By Michael Keane - posted Tuesday, 13 September 2011


The current establishment dismisses the relevance of any such psychological phenomena with accusations that the victims are merely seeking "revenge" or "retribution." Call it what you like, but these phenomena are real and cause great suffering. Indeed the more egregious followers of the current politically-correct cult make victims feel guilty for having such "primitive" responses.

Recent peer reviewed work has highlighted the need to conceptualise injustice in terms of the physical damage that it causes to the brain. Regardless of the suffering that the initial crime causes, inadequate punishment of the criminal causes a secondary brain injury to the victim.

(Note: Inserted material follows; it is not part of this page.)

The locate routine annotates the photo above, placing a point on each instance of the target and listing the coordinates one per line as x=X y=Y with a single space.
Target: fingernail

We accept that a blow to the head may cause a brain injury. A mild injury might, for example, cause some weakness of the leg and some minor problems with remembering names. Would you rather have those symptoms or a lifetime of miserable intrusive thoughts, despair, lack of sleep and total loss of ability to function. Both are representative of brain injury. That is simply the reality of the science. To argue otherwise would be to repudiate the accumulated knowledge of neuroscience. Whether or not to inflict such a brain injury on a victim by handing down an inappropriately light sentence is, however, a matter of opinion. We therefore have to put in perspective the reality of sentences that don't punish the criminal. When a judge who is intoxicated with this trendy political-correctness gives a criminal a free pass with an inadequate sentence, they are doing the equivalent of getting off their bench, walking up to the victim and hitting them over the head with a baseball bat...whack... take that! Adequate justice CAN restore some of the damage that the original crime has caused. We have to repudiate the tired old cliché that the crime can't be undone so punishing the criminal won't help.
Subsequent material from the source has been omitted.